For reference, the CNVkit portion of our pipeline is here: https://github.com/NYU-Molecular-Pathology/NGS580-nf/blob/ad4b2f42efb56d0753e58c2e07c4ef6dc7fc2337/main.nf#L3861 we do some extra custom processing as well
Our targets .bed files are here: https://github.com/NYU-Molecular-Pathology/NGS580-nf/tree/ad4b2f42efb56d0753e58c2e07c4ef6dc7fc2337/targets
I did not write this portion of the pipeline so my expertise is limited, but this is what we've got.
Hi Steve,
Thank you for your input and advise! I could run this script using Python 2 with the same bed file without issues but have been facing problems ever since I switched over to Python3. Nonetheless, I will refer to your pipeline to better understand how I could be running cnvkit.

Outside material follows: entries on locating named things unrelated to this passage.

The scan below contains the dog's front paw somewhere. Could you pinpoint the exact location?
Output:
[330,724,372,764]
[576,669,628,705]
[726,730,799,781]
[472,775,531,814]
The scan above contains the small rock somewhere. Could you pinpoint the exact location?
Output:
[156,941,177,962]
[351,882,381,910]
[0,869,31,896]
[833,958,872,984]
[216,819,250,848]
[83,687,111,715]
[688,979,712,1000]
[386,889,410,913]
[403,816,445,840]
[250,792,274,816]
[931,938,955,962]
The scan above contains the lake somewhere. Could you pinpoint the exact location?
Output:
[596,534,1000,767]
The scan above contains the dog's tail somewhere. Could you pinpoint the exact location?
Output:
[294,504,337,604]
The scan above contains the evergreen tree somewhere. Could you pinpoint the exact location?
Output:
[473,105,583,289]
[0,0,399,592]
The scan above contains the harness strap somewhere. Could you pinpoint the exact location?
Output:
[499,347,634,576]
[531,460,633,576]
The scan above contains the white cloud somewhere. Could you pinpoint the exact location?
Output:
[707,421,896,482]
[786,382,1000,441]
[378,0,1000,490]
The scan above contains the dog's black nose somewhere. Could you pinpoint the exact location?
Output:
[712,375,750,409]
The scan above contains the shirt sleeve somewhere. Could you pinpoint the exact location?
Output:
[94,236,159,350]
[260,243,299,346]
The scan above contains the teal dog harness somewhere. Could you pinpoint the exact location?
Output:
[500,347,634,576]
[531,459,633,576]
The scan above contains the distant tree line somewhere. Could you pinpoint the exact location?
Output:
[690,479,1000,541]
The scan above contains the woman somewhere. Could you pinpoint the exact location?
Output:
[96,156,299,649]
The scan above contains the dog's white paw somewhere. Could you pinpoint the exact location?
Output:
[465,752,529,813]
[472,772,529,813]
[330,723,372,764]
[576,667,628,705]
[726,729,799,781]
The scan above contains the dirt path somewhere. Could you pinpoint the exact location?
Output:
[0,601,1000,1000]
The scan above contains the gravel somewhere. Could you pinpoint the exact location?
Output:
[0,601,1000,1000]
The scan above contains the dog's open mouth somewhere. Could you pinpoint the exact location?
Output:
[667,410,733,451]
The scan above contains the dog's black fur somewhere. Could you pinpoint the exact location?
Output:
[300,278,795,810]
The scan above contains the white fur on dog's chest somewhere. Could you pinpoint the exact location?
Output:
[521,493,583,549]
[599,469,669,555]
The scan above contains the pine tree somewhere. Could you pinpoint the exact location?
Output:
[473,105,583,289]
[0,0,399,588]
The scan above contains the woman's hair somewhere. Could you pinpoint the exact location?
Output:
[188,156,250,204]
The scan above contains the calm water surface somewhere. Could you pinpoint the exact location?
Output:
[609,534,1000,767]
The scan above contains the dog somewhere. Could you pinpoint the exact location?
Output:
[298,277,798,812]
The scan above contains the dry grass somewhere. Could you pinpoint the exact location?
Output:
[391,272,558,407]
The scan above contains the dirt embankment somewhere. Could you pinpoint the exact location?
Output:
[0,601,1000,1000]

Oh well if it worked in Python 2, then you should keep it that way. Use a
conda
installation or container of some sort to isolate it. This is our Dockerfile for building a CNVKit container: https://github.com/NYU-Molecular-Pathology/NGS580-nf/blob/master/containers/cnvkit-0.9.0/Dockerfile ; its using the Ubuntu 16.04 default Python which should be 2.7for our sequencing panel, there were two .bed files provided: probes.bed (baits?) and targets.bed. The regions contained in both are different. The latter is the one that we use for CNVKit (targets.bed). You might want to check that there is not some other .bed file related to the sequencing that you are supposed to use instead of your baits.bed file.
If probes.bed indicates the captured regions, I'd go with that over targets.bed for CNV calling -- not all of the requested targets may have been successfully captured by the panel kit.
Hello everyone, I need to call the CNV from my hunam WGS data. I searched for many tutorial, but I did'nt get any proper procedure. I am trying to call the CNV using CNVkit. Can any one tell me the procedure and in that cnvkit pipeline there is a file called bait.bed file used as (-t TARGETS) option. where will get that file. Do I need to generate on my own, if that so how can I able to generate that.
At least according to the documentation, it seems for WGS you can use the
batch --method wgs
option. There is more information here: https://cnvkit.readthedocs.io/en/stable/nonhybrid.html which also includes some extra options and notes. This will calculate the needed targets on the fly if there is not one provided - though if you only want i.e. genic regions then you can get/make a bed file that contains only the genic regions.Thank you for the information.